The killer was as certain as he could be that his real name existed in no database in any computer on earth.
Except Pangaea.
His computer.
A computer the killer had obtained in the way he’d obtained many useful tools in his personal arsenal. He’d killed the man who built it and the men who guarded it.
And then he completely rebuilt the computer to suit his own needs.
Now Pangaea was a killer, too. Like him in many ways. It intruded where it did not belong and destroyed things that were too valuable to let stand. For Pangaea the path of destruction was through the memory banks of other computers. It sought certain information and retrieved it, often deleting the information on the target mainframes, then it deleted all traces of its own presence.

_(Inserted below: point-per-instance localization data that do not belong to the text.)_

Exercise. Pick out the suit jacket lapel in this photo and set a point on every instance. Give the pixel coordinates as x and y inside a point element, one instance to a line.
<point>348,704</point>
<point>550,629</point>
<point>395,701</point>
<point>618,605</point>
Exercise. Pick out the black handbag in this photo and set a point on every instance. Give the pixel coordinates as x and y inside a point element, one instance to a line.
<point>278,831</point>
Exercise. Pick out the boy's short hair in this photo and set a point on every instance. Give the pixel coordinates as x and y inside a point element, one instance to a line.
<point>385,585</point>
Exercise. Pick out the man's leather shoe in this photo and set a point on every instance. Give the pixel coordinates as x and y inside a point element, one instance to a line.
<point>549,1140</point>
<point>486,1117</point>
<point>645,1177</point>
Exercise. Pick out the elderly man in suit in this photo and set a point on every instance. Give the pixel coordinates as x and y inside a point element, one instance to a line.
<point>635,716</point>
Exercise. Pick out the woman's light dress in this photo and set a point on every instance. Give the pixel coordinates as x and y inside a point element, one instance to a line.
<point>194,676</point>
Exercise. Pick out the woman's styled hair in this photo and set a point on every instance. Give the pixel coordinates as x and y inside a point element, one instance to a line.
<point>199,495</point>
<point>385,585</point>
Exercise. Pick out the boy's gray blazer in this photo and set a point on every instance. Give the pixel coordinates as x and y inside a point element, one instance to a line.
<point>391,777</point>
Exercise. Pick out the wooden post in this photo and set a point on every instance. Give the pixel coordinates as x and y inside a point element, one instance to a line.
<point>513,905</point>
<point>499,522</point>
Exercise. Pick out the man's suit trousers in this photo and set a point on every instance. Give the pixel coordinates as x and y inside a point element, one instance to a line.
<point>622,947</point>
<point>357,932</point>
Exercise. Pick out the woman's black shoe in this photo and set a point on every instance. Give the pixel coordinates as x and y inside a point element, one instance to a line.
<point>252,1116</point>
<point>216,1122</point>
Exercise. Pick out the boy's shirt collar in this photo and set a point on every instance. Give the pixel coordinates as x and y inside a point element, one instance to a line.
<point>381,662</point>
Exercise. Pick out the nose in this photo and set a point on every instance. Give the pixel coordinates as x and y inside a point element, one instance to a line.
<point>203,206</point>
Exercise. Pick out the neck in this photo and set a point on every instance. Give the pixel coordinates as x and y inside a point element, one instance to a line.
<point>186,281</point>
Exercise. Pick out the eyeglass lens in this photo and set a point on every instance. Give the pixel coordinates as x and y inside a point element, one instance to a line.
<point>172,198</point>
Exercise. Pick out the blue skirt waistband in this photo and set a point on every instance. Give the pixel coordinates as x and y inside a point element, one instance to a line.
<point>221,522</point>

The killer spent a great deal of time erasing all records that a computer system called Pangaea ever existed.
One of Pangaea’s secret weapons was a new feature that the killer had developed and added to its operational system. A subroutine called “Kreskin,” designed to search for patterns and collate any relevant information into a set of projections as close to human intuition and guesswork as a binary computer mind could achieve. At least with the current technology.
That pattern search had located a target the killer had sought for a long time.
It was why he was down here in the sewer.
It was why he was hunting in the darkness like the predator he was.
He moved as quietly as possible, running lightly along the narrow ledges to avoid splashing through the sluggish runoff from last night’s rain. The storm drains were vast, stretching for twenty-one thousand kilometers beneath the sprawl of the city above. These tunnels held the drinking and non-drinking water mains, telecommunication cables, pneumatic cables, and traffic light management cables. Following the tunnels took planning. Getting lost was simple. Dying down here was common.
He took care. He planned every step.
If his information was correct, he was near the target.
The killer slowed to a walk and then stopped at the entrance to a chamber that was part of the channeling system that took water from dozens of culverts and combined it in a larger chute that flowed to the Seine. He crouched in the shadows, silent and unmoving, allowing his senses to fill him with every bit of detail about where he was and what was here. He was not a man to make assumptions, even about an empty tunnel.
There was a rusted service door in the far wall. A weak bulb in a grilled cage mounted above the door threw dirty yellow light over the churning water. A child’s ragdoll bobbed in the current, and the killer paused for a moment to look at it. The doll was dressed in the checkerboard clothes of a harlequin jester, with bells on its hat and a broad smile of stitched red silk.